My favorite walk involves a short hike south to the next east-west section line and following it west. From there a person can see
Riga and under perfect conditions nearly to
Ogallah. To the north, a dark green
shadow of trees marks Big Creek’s
winding path through the pastures and fields, and beyond that, lines of cars
and trucks snake along Interstate as they head east and west. To the south and
west, I see Round Mound, a fine marker for any traveler journeying across this
part of the plains.
At the corner where I turn to take this path, I can easily believe I stand at the center of the universe at the point where the great blue bowl of the heavens joins the horizon line in a giant circle. Every time I stand there, I think of Per Hansa’s wife Beret in Giants in the Earth and wonder why she feared this vast openness so greatly it eventually drove her insane. Certainly she was exposed but at the same time so was everything else as far as she could see. She could see all the world had to offer from any direction she turned. Perhaps seeing so much of that world frightened her. Despite her reservations about the open prairie, I never fail to feel a huge sense of delight and reverence when I take in that view.
After the brief stop for me to get my bearings and for the dog to check out any scat left behind in the middle of the road by a neighboring coyote to mark his territory, we head west. Wheat and big blue stem grass wave to our south and a buffalo grass pasture lies to the north. Pump jacks dot the pastures before us dipping their heads like prehistoric mosquitoes bent on sucking the very marrow from the earth.
Nearly three quarters of a mile up the road, I see the ruins of someone’s dream. Hand-turned porch posts and the neatly spaced trees lining a drive no longer used attest to the care its former inhabitants gave to the home place. Now cattle use the corners of the old house as scratching posts and other creatures have made homes in the recesses and crevasses that time has worn into the structure. I know it would not be difficult to find out who lived here, but I prefer the freedom not knowing gives my imagination when I think about this old farmstead.
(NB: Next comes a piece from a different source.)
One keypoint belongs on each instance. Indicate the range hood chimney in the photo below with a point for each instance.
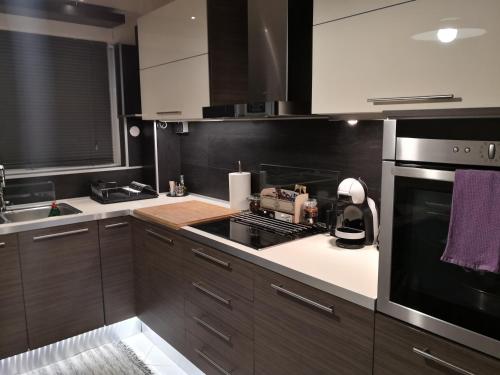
(279, 61)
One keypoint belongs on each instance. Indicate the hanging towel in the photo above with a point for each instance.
(474, 233)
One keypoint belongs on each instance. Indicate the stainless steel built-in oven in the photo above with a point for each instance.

Along the way, the dog detects the scents of quail and pheasant that we have heard calling in the cool air. Unlike the older dog, this one finds and follows scent trails, pointing several birds during each walk. She looks back at me as if to say, “What’s up here? I have done my job. Do yours.” No matter how good a dog is, it cannot understand the concept of hunting seasons. It simply follows the dictates of its senses.
Watching her racing through the Walk in Hunting Access, I realize we should have named her Tigger instead of Reebok. Filled with sheer joy, she literally bounces, ears flying and legs drawn up, through the tall grasses. Meadowlarks and grasshopper sparrows scold her for interrupting their morning. For a moment I long to join her, though I cannot imagine the intensity of the scents she enjoys.
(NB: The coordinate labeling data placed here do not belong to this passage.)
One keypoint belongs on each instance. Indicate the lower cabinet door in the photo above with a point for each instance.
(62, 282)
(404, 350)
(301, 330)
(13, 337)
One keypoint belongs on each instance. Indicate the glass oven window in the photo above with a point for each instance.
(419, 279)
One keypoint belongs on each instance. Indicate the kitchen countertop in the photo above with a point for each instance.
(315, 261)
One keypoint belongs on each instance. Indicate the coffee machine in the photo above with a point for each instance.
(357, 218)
Speaking of Tigger, just the other morning a bobcat bounced through the wheat field … in search of dinner I suppose, or maybe the joy of the morning filled it like it fills our little red dog. On an already perfect morning, seeing something so unexpected added a bonus.
Sometimes we find surprises on our walks. Deer, coyote, and skunk tracks are fairly common. They merit a pause and a look, but not much more than that. However, every now and then I spot the trail left behind as some snake crossed the sandy road in search of better grub. On occasion, tiny rodent prints indicate a tiny passerby. This time of year, I sometimes note a tiny set of hoof prints following larger prints, and I know there’s a new fawn nearby.
Something is to be said about getting to know one’s neighbors, whether they be human, beast, bird, or plant. These morning journeys give me the chance to introduce myself and to discover exactly who and what shares this little space I call home. Seeing them through the eyes and noses of two very different dogs provides a vantage point I would miss if I walked alone.